Combinamos de nos encontrarmos no restaurante às 13h, minha tia chegou lá 12h20. Ela sempre foi adiantada, uma vez até chegou antes de mim no meu próprio aniversário. Há dez anos exatamente, ela abria o salão de boliche para minha festa de 15 anos, eu cheguei uma hora depois.
Chegamos no restaurante às 13h15, sempre nos atrasamos para tudo, faz parte do fardo de ser uma família carismática. Todos os personagens do nosso círculo são obcecados com a própria persona e com grandes entradas triunfais, não sabemos manter combinados, precisamos nos destacar.
Chegamos e ficamos na rua por mais 20 minutos esperando meu cunhado que estava procurando lugar para estacionar. Ninguém pensou em entrar para ver minha tia. Achamos que ela estava com a filha dela, minha prima quatro anos mais velha que eu.
Vimos minha prima chegar de carro e entramos em pânico. Minha tia estava sozinha no restaurante sabendo que estávamos todos parados na calçada. Minha mãe, a mais simpática de todas, entrou para fazer companhia.
Durante o almoço, o assunto surgiu. “Sempre tenho a companhia do meu celular” minha tia nos tranquilizou. É impressionante como uma mulher tão admirável, tão madura, precisa também recorrer ao celular.
Minha tia também é minha madrinha. Num outro ato de carência minha tia disse a minha mãe “você chamou apenas suas amigas e eu para sermos madrinhas”. Minha mãe não retrucou, talvez por não ter ouvido, talvez por não saber responder ou por não entender. Eu entendi, eu sempre entendo a carência injustificada da minha tia.
Desde pequena, minha tia foi sinônimo de elegância. Ela era a mãe que eu queria ter tido, e tive por algum tempo. Por vezes, quando a vida dos meus pais se complicava demais, minha tia me assumia. Mais um dos efeitos de ser interessante demais para ser uma família funcional.

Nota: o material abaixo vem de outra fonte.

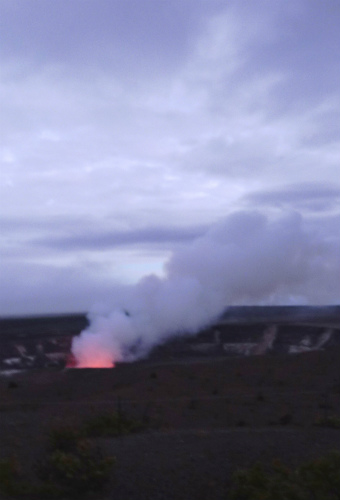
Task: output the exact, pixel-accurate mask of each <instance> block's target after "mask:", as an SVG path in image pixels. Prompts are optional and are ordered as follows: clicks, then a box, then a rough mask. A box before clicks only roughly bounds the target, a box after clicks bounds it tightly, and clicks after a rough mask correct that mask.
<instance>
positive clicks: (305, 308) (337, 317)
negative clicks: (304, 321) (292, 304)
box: [220, 305, 340, 324]
mask: <svg viewBox="0 0 340 500" xmlns="http://www.w3.org/2000/svg"><path fill="white" fill-rule="evenodd" d="M309 320H313V322H314V321H315V322H324V321H327V320H329V321H331V322H332V323H338V324H339V322H340V305H331V306H231V307H228V308H227V309H226V310H225V312H224V313H223V315H222V316H221V319H220V322H222V323H223V322H226V323H229V322H230V323H232V322H237V321H242V322H249V321H273V322H276V323H279V322H280V323H281V322H291V321H309Z"/></svg>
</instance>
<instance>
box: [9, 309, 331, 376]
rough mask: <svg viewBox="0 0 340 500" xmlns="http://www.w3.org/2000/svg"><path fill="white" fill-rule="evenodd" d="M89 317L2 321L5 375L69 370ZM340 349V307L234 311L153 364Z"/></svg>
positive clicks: (29, 319)
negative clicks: (316, 350) (203, 359)
mask: <svg viewBox="0 0 340 500" xmlns="http://www.w3.org/2000/svg"><path fill="white" fill-rule="evenodd" d="M87 326H88V321H87V318H86V316H85V314H66V315H55V316H40V317H18V318H2V319H0V370H2V371H8V370H17V369H19V370H22V369H28V368H48V367H57V368H63V367H65V365H66V363H67V360H68V359H69V356H70V349H71V342H72V338H73V337H74V336H76V335H78V334H79V333H80V332H81V331H82V330H84V329H85V328H86V327H87ZM337 346H339V347H340V306H338V305H336V306H326V307H314V306H313V307H311V306H233V307H229V308H227V309H226V310H225V312H224V313H223V314H222V315H221V317H220V319H219V320H218V321H217V322H216V323H215V324H214V325H212V326H211V327H209V328H206V329H204V330H203V331H201V332H199V333H197V334H196V335H186V334H185V333H183V334H181V335H177V336H176V337H175V338H172V339H170V340H168V341H167V342H165V343H164V344H162V345H160V346H157V347H155V349H153V351H152V352H151V353H150V355H149V357H148V359H149V360H150V361H160V362H161V361H168V360H172V361H176V360H177V359H197V358H202V357H203V358H206V357H216V356H219V357H221V356H222V357H224V356H249V355H260V354H284V353H290V354H295V353H301V352H306V351H313V350H320V349H329V348H333V347H337Z"/></svg>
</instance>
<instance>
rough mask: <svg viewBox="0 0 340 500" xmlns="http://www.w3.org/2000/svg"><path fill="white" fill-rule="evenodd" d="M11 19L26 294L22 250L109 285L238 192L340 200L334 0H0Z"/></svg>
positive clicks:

A vida na casa da minha tia era especial. Horários certos para comer, à mesa, com pratos e talheres bonitos. Uma performance de feminilidade e felicidade que me agradavam demais e que eu nunca tive. Lembro-me sempre de usarmos perfume para dormir.
Toda a elegância, doçura, sofisticação, vulnerabilidade e força da minha tia eram resumidas em sua fragrância. Sempre o mesmo cheiro, sempre floral, arejado, fresco, misterioso. Um cheiro reconfortante que mantinha a distância calculada de uma mulher que quer continuar sendo perseguida. Durante minha vida, aprendi muito sobre perfumes, sempre buscando a fragrância da minha tia.

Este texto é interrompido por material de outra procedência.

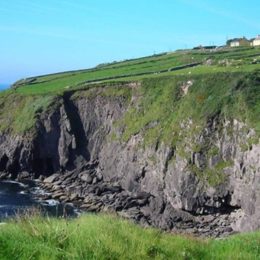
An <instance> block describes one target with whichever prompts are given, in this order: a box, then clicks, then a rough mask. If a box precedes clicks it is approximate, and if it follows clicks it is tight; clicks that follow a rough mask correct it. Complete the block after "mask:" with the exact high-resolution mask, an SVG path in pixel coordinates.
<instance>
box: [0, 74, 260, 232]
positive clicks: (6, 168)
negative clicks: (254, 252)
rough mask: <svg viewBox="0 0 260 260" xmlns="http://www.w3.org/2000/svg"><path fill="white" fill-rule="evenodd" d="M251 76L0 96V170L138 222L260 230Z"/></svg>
mask: <svg viewBox="0 0 260 260" xmlns="http://www.w3.org/2000/svg"><path fill="white" fill-rule="evenodd" d="M259 86H260V74H259V72H248V73H242V74H241V73H216V74H214V75H207V74H203V75H189V76H187V75H185V76H165V77H158V78H148V79H142V80H136V81H125V82H120V81H117V82H110V83H109V82H108V83H99V84H93V85H86V86H85V87H84V86H83V87H82V86H81V87H80V88H78V89H75V90H69V89H68V90H66V91H64V92H62V93H58V94H52V95H47V96H46V95H29V96H28V95H22V94H20V93H17V92H15V90H14V91H11V92H10V93H7V94H5V95H2V97H1V103H0V105H1V109H2V110H1V111H2V112H1V115H0V122H1V135H0V171H1V172H2V177H4V176H6V175H8V174H9V175H11V176H12V178H17V177H18V178H19V177H22V176H23V175H25V176H27V172H28V174H29V175H30V176H31V177H33V178H39V177H40V176H44V177H47V178H45V181H44V184H43V186H44V187H45V188H48V189H50V190H51V191H53V196H54V197H56V198H59V199H60V200H62V201H65V202H70V201H72V202H74V203H76V204H78V205H79V206H80V207H81V208H83V209H86V210H88V211H117V212H118V213H119V214H120V215H122V216H125V217H129V218H132V219H134V220H136V221H138V222H140V223H142V224H144V225H153V226H157V227H160V228H162V229H165V230H178V231H184V232H186V233H195V234H202V235H213V236H220V235H225V234H229V233H231V232H234V231H249V230H255V229H258V228H259V227H260V221H259V219H260V218H259V216H260V207H259V205H260V190H259V188H260V143H259V129H260V128H259V122H260V120H259V119H260V118H259V113H258V112H259V100H260V99H259V92H260V91H259Z"/></svg>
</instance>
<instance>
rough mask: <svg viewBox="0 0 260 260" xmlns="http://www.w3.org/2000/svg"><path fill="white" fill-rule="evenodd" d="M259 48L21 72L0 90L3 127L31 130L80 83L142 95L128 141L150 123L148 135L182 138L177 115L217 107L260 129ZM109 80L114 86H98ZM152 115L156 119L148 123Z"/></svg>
mask: <svg viewBox="0 0 260 260" xmlns="http://www.w3.org/2000/svg"><path fill="white" fill-rule="evenodd" d="M259 55H260V49H259V48H253V47H246V48H231V49H229V48H224V49H217V50H214V51H212V50H211V51H209V50H187V51H177V52H172V53H163V54H161V55H154V56H150V57H144V58H140V59H134V60H126V61H123V62H117V63H111V64H104V65H101V66H97V67H96V68H93V69H89V70H81V71H72V72H64V73H58V74H52V75H46V76H39V77H34V78H28V79H23V80H20V81H19V82H17V83H15V84H14V87H13V88H12V89H10V90H7V91H4V92H1V93H0V107H1V111H0V122H1V128H0V130H1V131H5V130H9V131H10V130H11V131H13V132H15V133H24V132H28V131H31V130H32V129H33V126H34V125H35V121H36V119H37V115H38V114H39V113H40V112H43V111H45V110H47V109H48V107H49V106H50V104H53V102H52V101H53V100H56V99H55V97H56V98H57V97H61V96H62V95H63V93H64V92H68V91H77V92H78V93H77V96H81V95H83V92H81V91H82V90H84V93H85V94H84V95H86V90H88V89H92V90H91V95H92V96H93V95H99V94H102V93H104V95H110V96H113V95H127V98H128V100H129V96H130V95H138V96H140V97H141V98H139V99H138V100H137V101H138V104H134V105H133V106H131V107H130V108H129V111H128V113H127V115H126V118H125V119H124V123H125V124H126V130H125V132H124V134H123V139H124V140H127V139H128V138H129V137H130V136H131V135H132V134H134V133H136V132H140V131H142V130H145V135H146V137H147V138H146V140H147V141H148V142H149V141H154V140H155V139H161V140H163V139H165V140H167V142H169V141H170V142H176V136H175V137H173V136H174V135H173V133H174V132H176V131H178V130H179V129H177V128H178V124H176V123H177V122H180V121H182V120H183V119H186V118H192V119H193V120H196V121H198V122H201V121H205V119H207V118H208V117H210V116H214V115H216V114H222V115H223V116H225V117H232V118H237V119H241V121H246V123H249V125H250V126H252V127H253V128H255V129H256V130H257V131H260V125H259V124H260V123H259V122H260V120H259V117H258V115H259V111H260V107H259V106H260V105H259V102H258V101H259V100H260V97H259V95H260V94H259V93H260V91H259V85H260V76H259V75H260V74H259V70H260V58H259V57H260V56H259ZM191 65H192V66H191ZM190 66H191V67H190ZM124 82H139V83H141V84H139V85H140V86H141V87H140V88H138V89H137V90H135V89H134V88H133V90H132V93H129V91H122V90H120V89H121V87H122V88H123V87H124ZM187 84H191V86H186V85H187ZM107 85H108V86H109V89H108V90H104V91H96V90H98V89H100V88H101V89H102V88H104V87H105V86H107ZM93 89H94V91H93ZM186 92H187V93H186ZM151 122H152V124H153V125H156V126H155V127H152V128H149V127H148V128H147V127H146V126H147V125H149V124H150V123H151ZM176 127H177V128H176ZM169 135H170V138H169Z"/></svg>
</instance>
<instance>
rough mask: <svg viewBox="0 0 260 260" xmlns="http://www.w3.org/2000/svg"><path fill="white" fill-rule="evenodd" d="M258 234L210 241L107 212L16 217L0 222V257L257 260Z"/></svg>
mask: <svg viewBox="0 0 260 260" xmlns="http://www.w3.org/2000/svg"><path fill="white" fill-rule="evenodd" d="M259 257H260V233H259V232H255V233H250V234H241V235H235V236H231V237H229V238H225V239H221V240H214V239H202V238H194V237H189V236H181V235H176V234H169V233H163V232H161V231H159V230H157V229H152V228H142V227H140V226H137V225H135V224H133V223H131V222H128V221H126V220H122V219H119V218H117V217H114V216H109V215H85V216H82V217H80V218H78V219H73V220H65V219H48V218H41V217H37V216H36V217H32V218H31V217H29V218H28V217H20V218H18V219H16V220H13V221H10V222H8V223H7V224H5V225H1V226H0V259H3V260H4V259H8V260H10V259H12V260H15V259H17V260H18V259H19V260H23V259H24V260H28V259H49V260H51V259H68V260H72V259H99V260H100V259H232V260H233V259H247V260H250V259H259Z"/></svg>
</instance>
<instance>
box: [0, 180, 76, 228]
mask: <svg viewBox="0 0 260 260" xmlns="http://www.w3.org/2000/svg"><path fill="white" fill-rule="evenodd" d="M43 195H44V196H43ZM43 197H46V191H44V190H41V189H40V188H39V187H38V186H37V183H35V182H33V181H24V182H16V181H0V224H1V222H4V221H5V220H6V219H8V218H13V217H16V216H20V215H24V214H27V215H28V214H30V212H38V213H39V214H43V215H48V216H54V217H63V216H64V212H65V210H66V217H76V216H78V215H79V214H80V211H79V210H77V209H76V208H75V207H74V206H73V205H67V204H62V203H60V202H59V201H57V200H54V199H43Z"/></svg>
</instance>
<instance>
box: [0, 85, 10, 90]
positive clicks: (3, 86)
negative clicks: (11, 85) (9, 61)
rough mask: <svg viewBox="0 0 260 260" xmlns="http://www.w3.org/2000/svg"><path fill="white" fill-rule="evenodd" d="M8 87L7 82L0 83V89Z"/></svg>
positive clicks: (5, 88) (9, 85)
mask: <svg viewBox="0 0 260 260" xmlns="http://www.w3.org/2000/svg"><path fill="white" fill-rule="evenodd" d="M9 87H10V85H9V84H0V90H5V89H7V88H9Z"/></svg>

Hoje, fiz 25 anos, e com isso veio a resposta da minha pergunta eterna. Minha tia me deu um perfume, o que ela já fez antes, mas agora com um adendo mágico: “esse é o perfume que uso todos os dias”. Não acreditei, era bom demais para ser verdade, como pode ela me revelar seu segredo mais cativante assim, apenas de presente.

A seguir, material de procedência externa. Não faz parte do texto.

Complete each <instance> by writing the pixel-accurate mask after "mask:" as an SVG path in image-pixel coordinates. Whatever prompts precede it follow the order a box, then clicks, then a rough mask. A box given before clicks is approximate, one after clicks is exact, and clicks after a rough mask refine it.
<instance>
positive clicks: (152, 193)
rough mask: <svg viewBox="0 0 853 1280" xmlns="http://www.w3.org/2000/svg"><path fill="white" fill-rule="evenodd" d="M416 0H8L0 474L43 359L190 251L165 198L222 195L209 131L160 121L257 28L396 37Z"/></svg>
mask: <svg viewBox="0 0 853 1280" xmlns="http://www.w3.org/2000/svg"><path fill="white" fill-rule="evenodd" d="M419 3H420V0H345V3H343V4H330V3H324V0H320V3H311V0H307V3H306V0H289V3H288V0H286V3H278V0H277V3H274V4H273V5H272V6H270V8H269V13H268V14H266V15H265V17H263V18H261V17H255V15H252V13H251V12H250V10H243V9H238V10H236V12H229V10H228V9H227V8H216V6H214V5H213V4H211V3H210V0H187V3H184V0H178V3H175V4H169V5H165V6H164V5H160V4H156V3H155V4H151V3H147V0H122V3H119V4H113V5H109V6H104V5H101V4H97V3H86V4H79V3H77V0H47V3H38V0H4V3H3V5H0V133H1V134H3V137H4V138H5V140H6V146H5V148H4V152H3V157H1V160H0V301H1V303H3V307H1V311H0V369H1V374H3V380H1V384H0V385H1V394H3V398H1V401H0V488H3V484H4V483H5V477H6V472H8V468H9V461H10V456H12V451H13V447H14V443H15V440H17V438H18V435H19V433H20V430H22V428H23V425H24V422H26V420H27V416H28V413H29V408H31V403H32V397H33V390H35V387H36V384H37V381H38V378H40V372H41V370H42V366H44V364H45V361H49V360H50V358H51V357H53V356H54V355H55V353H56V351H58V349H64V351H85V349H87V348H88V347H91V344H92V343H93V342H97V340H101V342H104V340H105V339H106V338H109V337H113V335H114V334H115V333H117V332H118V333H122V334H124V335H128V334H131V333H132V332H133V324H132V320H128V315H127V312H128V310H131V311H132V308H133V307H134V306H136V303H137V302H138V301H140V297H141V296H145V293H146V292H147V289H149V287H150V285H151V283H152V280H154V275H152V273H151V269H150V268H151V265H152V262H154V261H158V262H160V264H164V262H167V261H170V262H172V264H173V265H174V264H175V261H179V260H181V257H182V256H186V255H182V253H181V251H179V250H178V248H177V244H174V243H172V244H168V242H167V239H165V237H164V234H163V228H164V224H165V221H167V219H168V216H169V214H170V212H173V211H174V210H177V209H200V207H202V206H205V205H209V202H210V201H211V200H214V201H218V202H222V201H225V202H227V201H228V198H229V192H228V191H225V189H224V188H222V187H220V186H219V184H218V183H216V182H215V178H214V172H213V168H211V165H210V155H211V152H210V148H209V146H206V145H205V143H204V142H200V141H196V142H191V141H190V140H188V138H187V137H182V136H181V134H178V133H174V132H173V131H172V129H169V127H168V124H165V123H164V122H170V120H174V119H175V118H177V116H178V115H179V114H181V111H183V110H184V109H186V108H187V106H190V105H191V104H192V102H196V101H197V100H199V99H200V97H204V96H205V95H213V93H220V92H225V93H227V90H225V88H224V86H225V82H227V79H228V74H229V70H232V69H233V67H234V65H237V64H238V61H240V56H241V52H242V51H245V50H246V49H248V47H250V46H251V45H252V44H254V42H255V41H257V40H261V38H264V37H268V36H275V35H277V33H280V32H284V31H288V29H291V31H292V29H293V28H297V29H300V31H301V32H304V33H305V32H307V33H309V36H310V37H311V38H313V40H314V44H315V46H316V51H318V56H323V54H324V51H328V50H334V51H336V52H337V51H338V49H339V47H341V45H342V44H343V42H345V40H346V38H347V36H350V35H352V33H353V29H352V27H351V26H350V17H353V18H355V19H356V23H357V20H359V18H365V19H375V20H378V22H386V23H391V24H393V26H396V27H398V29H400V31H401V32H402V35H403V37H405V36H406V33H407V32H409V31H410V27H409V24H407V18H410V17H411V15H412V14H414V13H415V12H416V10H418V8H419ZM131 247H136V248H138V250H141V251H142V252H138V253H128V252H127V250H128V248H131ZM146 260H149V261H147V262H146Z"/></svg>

Estava ansiosa, no carro borrifei o perfume em meu braço para testar, queria desesperadamente que o mistério fosse desvendado. Não gostei do cheiro, estranho, cítrico, não era minha tia.
Cheguei em casa, conversei com meus pais, cobrei atenção de quem já não me devia nada, chorei por não ser amada como gostaria, reiterei para todos que ainda consigo muito mais do que tenho. Me recolhi à minha cama, contemplando minha juventude e, assim do nada, numa inspiração profunda que precede um suspiro enorme, senti ela, minha tia. Afinal, o perfume realmente era o mesmo, eu é que não sabia que também era.
Como um milagre, me descobri até nas fraquezas.